His neighbor, a pork wholesaler who wanted to be known only as Mr Tao, said he usually supplies restaurants and hotels but had a steady stream of regular customers who wanted “the freshest pork”.

Since the outbreak, business has dwindled to about 10 per cent of its previous volume, with far fewer retail customers.

“We’ve deep cleaned our shop and thoroughly sanitize it every day before opening,” Mr Tao said, “but people are still worried about coming back. A lot are scared to even step out of their houses.”

He wants to try e-commerce but said the farmers he works with are already trying that out and he is reluctant to compete with them.

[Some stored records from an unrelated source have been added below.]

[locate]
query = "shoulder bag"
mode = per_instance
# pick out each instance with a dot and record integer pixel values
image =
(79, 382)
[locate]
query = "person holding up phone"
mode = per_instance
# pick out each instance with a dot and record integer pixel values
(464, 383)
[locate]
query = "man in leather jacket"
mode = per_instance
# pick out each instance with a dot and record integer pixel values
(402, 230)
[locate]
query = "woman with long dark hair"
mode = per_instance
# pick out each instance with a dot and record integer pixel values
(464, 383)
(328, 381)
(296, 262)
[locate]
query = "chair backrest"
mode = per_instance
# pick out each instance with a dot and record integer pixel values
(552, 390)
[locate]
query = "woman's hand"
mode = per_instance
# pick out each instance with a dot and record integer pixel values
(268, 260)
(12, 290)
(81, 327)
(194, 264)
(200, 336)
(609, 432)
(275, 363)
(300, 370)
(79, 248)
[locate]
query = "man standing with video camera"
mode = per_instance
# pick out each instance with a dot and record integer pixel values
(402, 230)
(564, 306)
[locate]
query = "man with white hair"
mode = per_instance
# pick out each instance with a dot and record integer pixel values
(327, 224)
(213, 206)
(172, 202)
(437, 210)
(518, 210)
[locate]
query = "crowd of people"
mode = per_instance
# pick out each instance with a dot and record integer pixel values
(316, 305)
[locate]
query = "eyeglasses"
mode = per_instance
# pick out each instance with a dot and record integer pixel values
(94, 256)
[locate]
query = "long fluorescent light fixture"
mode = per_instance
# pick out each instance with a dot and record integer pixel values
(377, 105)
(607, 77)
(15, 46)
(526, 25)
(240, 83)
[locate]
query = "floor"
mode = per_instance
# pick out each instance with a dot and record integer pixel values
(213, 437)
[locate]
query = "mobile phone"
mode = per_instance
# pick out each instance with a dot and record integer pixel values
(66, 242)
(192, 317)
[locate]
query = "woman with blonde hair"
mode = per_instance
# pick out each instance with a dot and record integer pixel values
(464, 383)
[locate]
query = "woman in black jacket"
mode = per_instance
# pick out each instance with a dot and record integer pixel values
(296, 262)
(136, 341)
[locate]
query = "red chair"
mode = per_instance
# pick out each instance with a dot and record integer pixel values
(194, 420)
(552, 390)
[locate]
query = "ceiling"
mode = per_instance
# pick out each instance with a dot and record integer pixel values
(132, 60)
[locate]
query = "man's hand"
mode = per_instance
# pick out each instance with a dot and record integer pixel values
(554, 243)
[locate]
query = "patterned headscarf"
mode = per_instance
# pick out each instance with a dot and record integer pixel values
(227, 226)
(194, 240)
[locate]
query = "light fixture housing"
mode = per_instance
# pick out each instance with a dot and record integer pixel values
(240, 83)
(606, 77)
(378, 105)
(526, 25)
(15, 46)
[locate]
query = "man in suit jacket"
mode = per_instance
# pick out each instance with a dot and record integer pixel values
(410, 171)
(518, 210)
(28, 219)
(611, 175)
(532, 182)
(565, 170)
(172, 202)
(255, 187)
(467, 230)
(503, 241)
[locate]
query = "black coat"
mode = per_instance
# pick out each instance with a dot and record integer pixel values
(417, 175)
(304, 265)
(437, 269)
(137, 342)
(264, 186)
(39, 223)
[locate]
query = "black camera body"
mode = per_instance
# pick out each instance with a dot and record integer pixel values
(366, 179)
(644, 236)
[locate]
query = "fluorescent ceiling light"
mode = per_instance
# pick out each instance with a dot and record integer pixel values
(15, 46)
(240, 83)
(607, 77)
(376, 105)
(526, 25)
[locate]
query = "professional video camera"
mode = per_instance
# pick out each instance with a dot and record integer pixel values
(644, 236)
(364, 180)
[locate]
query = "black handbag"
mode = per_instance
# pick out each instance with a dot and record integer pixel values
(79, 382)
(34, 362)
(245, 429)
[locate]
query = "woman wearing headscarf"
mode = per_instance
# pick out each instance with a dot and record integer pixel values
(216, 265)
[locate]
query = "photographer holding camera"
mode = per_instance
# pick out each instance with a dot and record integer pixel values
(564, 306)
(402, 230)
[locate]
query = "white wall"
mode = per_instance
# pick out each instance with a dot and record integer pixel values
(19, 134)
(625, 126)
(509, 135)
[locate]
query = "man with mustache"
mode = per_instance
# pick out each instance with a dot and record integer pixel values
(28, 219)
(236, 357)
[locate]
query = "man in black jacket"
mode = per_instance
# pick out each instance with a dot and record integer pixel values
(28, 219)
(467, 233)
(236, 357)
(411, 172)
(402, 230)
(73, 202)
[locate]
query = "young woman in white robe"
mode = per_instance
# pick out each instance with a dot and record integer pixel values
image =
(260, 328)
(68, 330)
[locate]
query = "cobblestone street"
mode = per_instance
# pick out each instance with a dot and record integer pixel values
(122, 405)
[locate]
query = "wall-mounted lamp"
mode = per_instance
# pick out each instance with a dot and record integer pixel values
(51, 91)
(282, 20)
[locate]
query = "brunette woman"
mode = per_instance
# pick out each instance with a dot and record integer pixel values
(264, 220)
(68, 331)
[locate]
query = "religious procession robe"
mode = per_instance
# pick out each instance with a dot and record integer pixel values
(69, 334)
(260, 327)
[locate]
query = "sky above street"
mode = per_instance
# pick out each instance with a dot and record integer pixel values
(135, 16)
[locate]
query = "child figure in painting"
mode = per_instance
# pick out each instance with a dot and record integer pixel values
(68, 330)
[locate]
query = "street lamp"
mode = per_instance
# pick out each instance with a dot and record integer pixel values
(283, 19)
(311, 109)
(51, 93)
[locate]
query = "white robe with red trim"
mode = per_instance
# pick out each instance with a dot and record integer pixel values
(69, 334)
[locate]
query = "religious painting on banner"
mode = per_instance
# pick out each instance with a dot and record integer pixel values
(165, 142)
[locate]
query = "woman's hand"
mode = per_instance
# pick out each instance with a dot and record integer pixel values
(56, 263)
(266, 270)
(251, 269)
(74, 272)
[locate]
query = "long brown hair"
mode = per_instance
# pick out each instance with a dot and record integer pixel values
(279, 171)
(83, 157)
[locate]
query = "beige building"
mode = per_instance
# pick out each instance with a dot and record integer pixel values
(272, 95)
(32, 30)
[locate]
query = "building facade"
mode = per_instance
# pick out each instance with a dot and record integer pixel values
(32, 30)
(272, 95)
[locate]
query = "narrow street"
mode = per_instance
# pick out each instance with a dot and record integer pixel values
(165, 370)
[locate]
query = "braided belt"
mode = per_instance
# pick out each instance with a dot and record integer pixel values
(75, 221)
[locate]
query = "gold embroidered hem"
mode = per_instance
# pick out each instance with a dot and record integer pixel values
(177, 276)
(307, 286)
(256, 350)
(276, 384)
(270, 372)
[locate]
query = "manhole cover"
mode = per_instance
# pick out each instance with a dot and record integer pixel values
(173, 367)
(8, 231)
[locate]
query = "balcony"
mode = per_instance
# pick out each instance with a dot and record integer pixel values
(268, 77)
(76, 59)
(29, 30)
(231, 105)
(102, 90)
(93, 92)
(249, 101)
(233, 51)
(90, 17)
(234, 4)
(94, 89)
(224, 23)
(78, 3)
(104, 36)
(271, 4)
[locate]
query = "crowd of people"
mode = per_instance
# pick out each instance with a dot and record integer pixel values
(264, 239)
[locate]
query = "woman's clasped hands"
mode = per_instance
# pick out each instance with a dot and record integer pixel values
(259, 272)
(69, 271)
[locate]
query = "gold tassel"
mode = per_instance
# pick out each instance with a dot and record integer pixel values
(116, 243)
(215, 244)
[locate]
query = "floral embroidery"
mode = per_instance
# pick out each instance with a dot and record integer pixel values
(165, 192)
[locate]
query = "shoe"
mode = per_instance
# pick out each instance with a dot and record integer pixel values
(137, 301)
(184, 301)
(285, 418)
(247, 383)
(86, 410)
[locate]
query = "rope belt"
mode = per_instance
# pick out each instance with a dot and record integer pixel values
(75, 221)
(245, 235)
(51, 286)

Blue hoarding has been put up around both parts of the Huanan Seafood Wholesale Market in downtown Wuhan, and black netting covers the building.

Police tape is wrapped around the hoarding and officers keep a watchful eye on those who linger too long outside. The market has been shut since Jan 1 for investigation and disinfection.

Even shops on the market’s perimeter that were still open in mid-January are now closed.

“It’s very strict here now and everyone’s so scared of the name ‘Huanan Seafood Market’,” said a female city sanitary worker who did not want to be named. “It’s better they just close the market down.”